University of Texas at Austin

Reservoir Characterization Research Laboratory

Monday, April 29
Seismic characterization of carbonate systems (Janson)

Seismic data is a ubiquitous tool for every aspect of oil and gas exploration and production and as a result is used by geologists, geophysicists, and engineers with each discipline commonly having different goals, expectations, and outcomes of the seismic analysis. Related to the unique acoustic properties of carbonate deposits and complexities of carbonate systems, seismic analysis of these deposits can be challenging. In this workshop we will examine the fundamentals of seismic interpretation of carbonate systems by reviewing the following topics:

•    Seismic response of a variety of depositional environments and depositional systems
•    Techniques of seismic interpretation: seismic facies mapping, seismic stratigraphy, seismic geomorphology, and various seismic attributes and seismic inversions techniques
•    Control of acoustic properties of carbonate rocks on seismic signature
•    Seismic reservoir characterization using inversion

Tuesday, April 30
3D Integrated Carbonate Reservoir Characterization and Geomodeling (Dommisse and Kerans)

Integration of data into a common platform can be challenging and often times misleading. Large datasets of carbonate reservoirs are now common place yet we still have issues “pulling it all together.” How can you best integrate high-resolution stratigraphy and facies descriptions into a platform for regional examination? 
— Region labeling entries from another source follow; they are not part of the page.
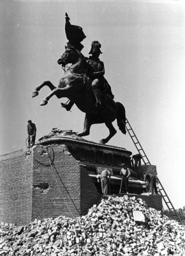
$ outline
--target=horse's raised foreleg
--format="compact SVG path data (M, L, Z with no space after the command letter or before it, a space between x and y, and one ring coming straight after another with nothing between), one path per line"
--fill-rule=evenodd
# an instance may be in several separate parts
M88 118L88 117L87 117L85 116L85 120L84 120L84 131L82 131L82 132L77 133L77 134L80 137L89 135L90 128L91 128L91 126L92 125L92 124L93 124L92 122L91 122L89 120L89 119Z
M38 92L41 89L43 86L47 86L48 88L52 91L56 87L50 81L45 81L43 82L41 84L40 84L39 86L37 86L35 89L34 91L32 93L32 97L36 97L38 95Z
M56 95L58 99L63 97L68 97L68 88L56 88L52 92L45 97L40 103L40 106L45 106L48 103L48 100L54 95Z
M113 126L111 122L106 122L105 123L107 128L109 129L109 135L105 139L102 139L100 140L100 143L101 144L107 143L110 139L112 138L117 132Z

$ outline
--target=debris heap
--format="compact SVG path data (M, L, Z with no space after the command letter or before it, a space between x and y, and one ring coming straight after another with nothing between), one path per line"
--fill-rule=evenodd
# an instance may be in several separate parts
M185 255L185 226L135 197L103 198L74 220L0 226L1 256Z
How important is core data in conducting a reservoir characterization study? What can we see in core versus logs versus seismic data? How do we build a sequence framework in a platform-top carbonate reservoir where stratal geometry is not a factor? At what scale do we need to correlate within a field to be able to constrain flow units and predict facies from logs? How much of the framework can be extracted from seismic data alone? These are some of the basic questions that will be addressed in this class.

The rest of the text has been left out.